A fortnight ago, consulting giant PwC went further, announcing plans to publish its pay bands, allowing workers to see approximately how much their colleagues and bosses are making. The bands are not exact reflections of the firm’s payroll, just approximate benchmarks.

And on Tuesday, consulting rival Accenture Australia followed PwC by publicly disclosing details about its staff pay and equity options, although it provided less detail. The Australian Financial Review reports that Deloitte and KPMG plan to disclose their pay rates in coming months, leaving EY the only “big five” consulting firm keeping its remuneration largely secret.

Such moves in the finance and consulting sectors, which have some of Australia’s highest gender pay gaps, are welcome. But they remain optional, and many firms continue to closely guard their payroll secrets.

We’re still a long way behind

Overseas, however, governments are looking to make transparency mandatory.

From May 15, New York City will require companies to publish minimum and maximum starting pay with all job ads. Vague lines about the salary being “commensurate with experience” (read: we’ll see just how low we can lowball you) will be a thing of the past.

Business associations are desperately trying to have the bill repealed, suggesting it will prevent them from discreetly offering candidates from marginalised groups higher salaries to meet diversity targets. It’s an astonishing argument, given opaque pay scales more plausibly facilitate discrimination.

In March, California’s Senate began considering a bill that would require employers to disclose their average hourly rate for each job category and for key demographics, including race and gender. And US companies that have government contracts are already prohibited from retaliating against workers who discuss their pay under an Obama administration executive order.

The EU is considering a similar directive. It would also ban recruiter questions about pay history and “expectation”, Pennington says, and “reproduce intra-firm gender pay gaps”. The proposal is partly inspired by Iceland’s world-leading system introduced in 2018, which bans non-disclosure clauses, makes pay scales transparent, and requires firms to prove they impose no gender disparities for equal work — or else they incur a daily fine.

Albanese could follow suit

If Labor wins the election, Australians could find it easier to discuss their pay with colleagues. Last year Labor leader Anthony Albanese promised to prohibit pay secrecy clauses if he becomes prime minister. The Greens introduced a bill to do so in 2016.

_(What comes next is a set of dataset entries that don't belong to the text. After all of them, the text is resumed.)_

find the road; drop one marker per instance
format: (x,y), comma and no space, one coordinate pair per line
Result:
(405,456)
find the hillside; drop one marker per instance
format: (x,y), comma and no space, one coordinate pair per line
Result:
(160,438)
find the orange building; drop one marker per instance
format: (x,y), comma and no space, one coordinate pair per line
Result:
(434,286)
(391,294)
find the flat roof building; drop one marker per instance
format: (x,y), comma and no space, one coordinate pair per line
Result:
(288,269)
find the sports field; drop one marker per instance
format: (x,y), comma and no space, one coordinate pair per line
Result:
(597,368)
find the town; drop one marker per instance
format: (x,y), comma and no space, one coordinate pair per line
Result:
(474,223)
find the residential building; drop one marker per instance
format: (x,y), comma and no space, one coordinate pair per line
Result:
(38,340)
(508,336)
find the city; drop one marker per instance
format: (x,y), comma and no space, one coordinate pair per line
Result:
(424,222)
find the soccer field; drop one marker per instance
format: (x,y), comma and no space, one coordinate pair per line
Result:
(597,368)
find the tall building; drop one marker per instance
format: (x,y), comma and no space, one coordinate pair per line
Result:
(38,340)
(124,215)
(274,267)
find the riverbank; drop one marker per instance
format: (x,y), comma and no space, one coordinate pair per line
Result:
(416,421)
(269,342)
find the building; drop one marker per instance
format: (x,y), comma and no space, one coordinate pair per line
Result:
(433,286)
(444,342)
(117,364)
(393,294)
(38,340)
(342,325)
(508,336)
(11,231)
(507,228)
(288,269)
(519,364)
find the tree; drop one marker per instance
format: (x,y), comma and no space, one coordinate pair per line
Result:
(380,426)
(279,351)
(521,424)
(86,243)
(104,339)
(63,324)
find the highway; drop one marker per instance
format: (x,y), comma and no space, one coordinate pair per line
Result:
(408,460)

Conversely, Industrial Relations Minister Michaelia Cash’s office has said that “the inclusion of pay secrecy clauses in employment contracts is a matter for the contracting parties”, adding that scrapping them could “undermine the ability of organisations to manage workplace performance”.

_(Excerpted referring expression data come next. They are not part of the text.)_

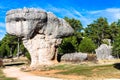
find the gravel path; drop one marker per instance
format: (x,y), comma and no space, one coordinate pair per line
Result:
(15,72)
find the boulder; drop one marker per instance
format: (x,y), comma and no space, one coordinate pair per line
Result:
(40,31)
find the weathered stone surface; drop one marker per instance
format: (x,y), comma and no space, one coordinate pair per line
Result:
(41,32)
(104,52)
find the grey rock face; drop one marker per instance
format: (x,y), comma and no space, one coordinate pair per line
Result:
(104,52)
(41,32)
(26,22)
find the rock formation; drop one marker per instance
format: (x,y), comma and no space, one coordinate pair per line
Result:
(41,32)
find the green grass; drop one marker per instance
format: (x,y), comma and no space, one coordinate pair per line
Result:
(85,70)
(2,76)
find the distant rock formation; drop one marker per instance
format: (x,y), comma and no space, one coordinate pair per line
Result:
(104,52)
(41,32)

In a campaign replete with vague and unconvincing proclamations about lifting stagnant wages, pay transparency laws represent a real point of difference between the parties.

Would it work?

Studies consistently show pay transparency reduces the gender pay gap by as much as 50%. Bosses stop undervaluing their female staff and giving back-slapping bonuses to the blokes when they know they’re being scrutinised. There is also evidence that it reduces overall inequality between workers.

But it doesn’t always increase overall wages. Sometimes it does, with angry employees successfully negotiating to receive the same as their higher-paid colleagues. But sometimes bosses even things up by merely reducing bonuses to high-flying employees, typically men.

To increase both equity and overall wages, research shows transparency measures must be coupled with collective bargaining through unions. A tight labour market also helps.

So Labor’s proposal would be likely to benefit women and create a more equal economy, but until the party gets serious about reforming the Fair Work Act to allow multi-employer bargaining — which it hosed down late last year — overall wages are likely to remain low compared with company profits.

Until we see political leadership, change must start small.